Attentats de Bruxelles: Loubna Lafquiri, une jeune femme bien dans ses baskets

La Belgo-marocaine Loubna Lafquiri a perdu la vie à 34 ans lors de l'attentat de Bruxelles du 22 mars. La Libre Belgique dresse son portrait.

Par

Loubna Lafquiri. DR/Lalibre.be.

«Elle n’est pas dans la liste des survivants». Le message, posté sur Facebook le 24 mars par Hamid El Bachiri, le beau-frère de Loubna Lafquiri, laissait présager le pire. La jeune femme de 34 ans, professeur de gymnastique, empruntait tous les jours la ligne 1-5 du métro pour se rendre de Molenbeek, où elle habitait, à l’école «La Vertu», à Schaerbeek, où elle travaillait depuis septembre. Mardi 22 mars, à 9h45, elle devait être au cours. Elle n’est jamais arrivée à «La Vertu».

L’attente, interminable, a duré deux jours, avant l’épouvantable confirmation par le frère de la jeune Belgo-Marocaine : «C’est le cœur lourd et rempli de douleur que nous vous annonçons le décès de notre sœur».

Loubna Lafquiri ? Une jeune femme avec un sourire immense, ravageur, qu’on sentait débordante d’énergie. On l’avait rencontrée en mars 2015, lors d’un reportage au cœur de l’école islamique Al-Ghazali, à Etterbeek, où elle enseignait depuis dix ans. Elle avait alors repris le travail après la naissance de son petit dernier – «mon troisième garçon» , riait-elle fièrement.

Les cheveux longs retenus en queue-de-cheval, elle semblait repousser les murs pour agrandir la minuscule salle de gym qu’elle désertait souvent pour emmener les élèves au hall omnisports, à la piscine, à la patinoire. Autant d’activités que les enfants ne faisaient pas forcément avec leurs parents.

Engagée dans sa communauté, croyante et pratiquante, sans porter le voile, Loubna bousculait les stéréotypes sur l’islam et les femmes. Une femme moderne, dynamique, ouverte aux autres. Sans doute pas assez musulmane pour les barbares de Daech.

«Elle avait le don d’apaiser les conflits, de remettre les gens ensemble. Elle a beaucoup bougé pour mettre sur pied des groupes informels d’enfants et de mamans qu’elle incitait à s’émanciper par le sport. Pour être bien dans ses baskets et dans son foulard», témoigne Gregory Manuel Ramis, directeur de l’école Al-Ghazali. Adieu le cliché de la famille musulmane cloîtrée à la maison.
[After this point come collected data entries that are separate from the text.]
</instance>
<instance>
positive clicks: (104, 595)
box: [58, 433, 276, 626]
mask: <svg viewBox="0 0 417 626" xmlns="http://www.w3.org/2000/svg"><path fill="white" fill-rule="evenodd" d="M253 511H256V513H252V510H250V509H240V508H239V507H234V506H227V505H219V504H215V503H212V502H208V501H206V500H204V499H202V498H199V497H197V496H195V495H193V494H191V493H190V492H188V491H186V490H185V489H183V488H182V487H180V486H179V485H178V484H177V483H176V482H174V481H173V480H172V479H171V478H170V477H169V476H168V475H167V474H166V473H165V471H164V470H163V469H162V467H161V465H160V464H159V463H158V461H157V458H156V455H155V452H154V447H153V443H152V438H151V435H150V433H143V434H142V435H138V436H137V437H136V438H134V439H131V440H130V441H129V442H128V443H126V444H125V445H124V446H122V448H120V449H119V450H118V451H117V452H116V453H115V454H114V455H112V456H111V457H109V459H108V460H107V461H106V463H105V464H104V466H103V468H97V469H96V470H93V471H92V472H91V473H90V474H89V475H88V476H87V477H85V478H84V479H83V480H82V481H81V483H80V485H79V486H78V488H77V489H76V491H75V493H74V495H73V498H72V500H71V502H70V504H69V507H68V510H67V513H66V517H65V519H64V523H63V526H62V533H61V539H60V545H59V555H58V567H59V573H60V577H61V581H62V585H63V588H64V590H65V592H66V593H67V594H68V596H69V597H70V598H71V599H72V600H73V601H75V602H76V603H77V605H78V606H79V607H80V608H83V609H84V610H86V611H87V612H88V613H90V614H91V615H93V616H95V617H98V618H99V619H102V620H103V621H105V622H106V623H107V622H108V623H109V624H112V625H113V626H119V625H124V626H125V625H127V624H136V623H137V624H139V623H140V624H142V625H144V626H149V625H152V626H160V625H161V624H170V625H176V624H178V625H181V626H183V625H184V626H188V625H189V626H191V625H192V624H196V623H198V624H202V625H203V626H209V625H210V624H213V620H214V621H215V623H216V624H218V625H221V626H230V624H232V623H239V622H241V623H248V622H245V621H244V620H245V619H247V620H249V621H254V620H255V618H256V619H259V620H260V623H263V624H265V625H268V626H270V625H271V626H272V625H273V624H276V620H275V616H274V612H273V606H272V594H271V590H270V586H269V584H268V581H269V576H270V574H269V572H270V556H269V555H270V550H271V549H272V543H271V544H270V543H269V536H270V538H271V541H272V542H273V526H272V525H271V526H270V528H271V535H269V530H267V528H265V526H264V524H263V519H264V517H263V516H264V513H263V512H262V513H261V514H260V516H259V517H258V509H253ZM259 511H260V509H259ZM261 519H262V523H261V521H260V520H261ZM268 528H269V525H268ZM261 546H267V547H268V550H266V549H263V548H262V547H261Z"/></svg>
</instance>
La Grande Mosquée de Bruxelles n’était pas assez grande, vendredi 1er avril, pour accueillir les 2 000 à 2 500 personnes venues rendre un dernier hommage à la Molenbeekoise tuée dans l’attentat du métro à Maelbeek. Plus de 500 croyants ont été obligés de prier dans le parc, faute de place à l’intérieur. Le corps de la victime a été rapatrié le lendemain au Maroc. Ses obsèques se sont déroulées le 3 avril à Salé, ville dont sa famille était originaire.

Loubna Lafquiri laisse derrière elle trois jeunes enfants de 10 ans, 7 ans et presque 2 ans. «Elle m’a laissé trois trésors. A moi maintenant de me battre et de rester debout, malgré tout» , disait Mohamed El Bachiri, son époux, à l’issue de l’hommage à la Grande Mosquée. Invité par Channel 4 News à décrire sa femme, il ajoutait : «C’était une joie de vivre exceptionnelle. C’était le bien. Le bien tout simplement». Envahi par le chagrin, l’homme disait pourtant n’éprouver aucune haine. «Parce que je ne sais pas à qui m’adresser. Parce qu’on a des personnes apparemment dépourvues d’humanité».

Le 22 mars au matin, Bruxelles a été touchée par une série d’attentats : deux à l’aéroport de Zaventem et un dans une rame de métro. Ces attaques ont fait 32 morts. Le journal français Le Monde et le quotidien belge La Libre Belgique se sont associés pour dresser leur portrait, en hommage. Celui de Loubna Lafquiri, signé d’Annick Hovine, a initialement été publié le 4 mai sur LaLibre.be, qui nous donne l’autorisation de le reproduire.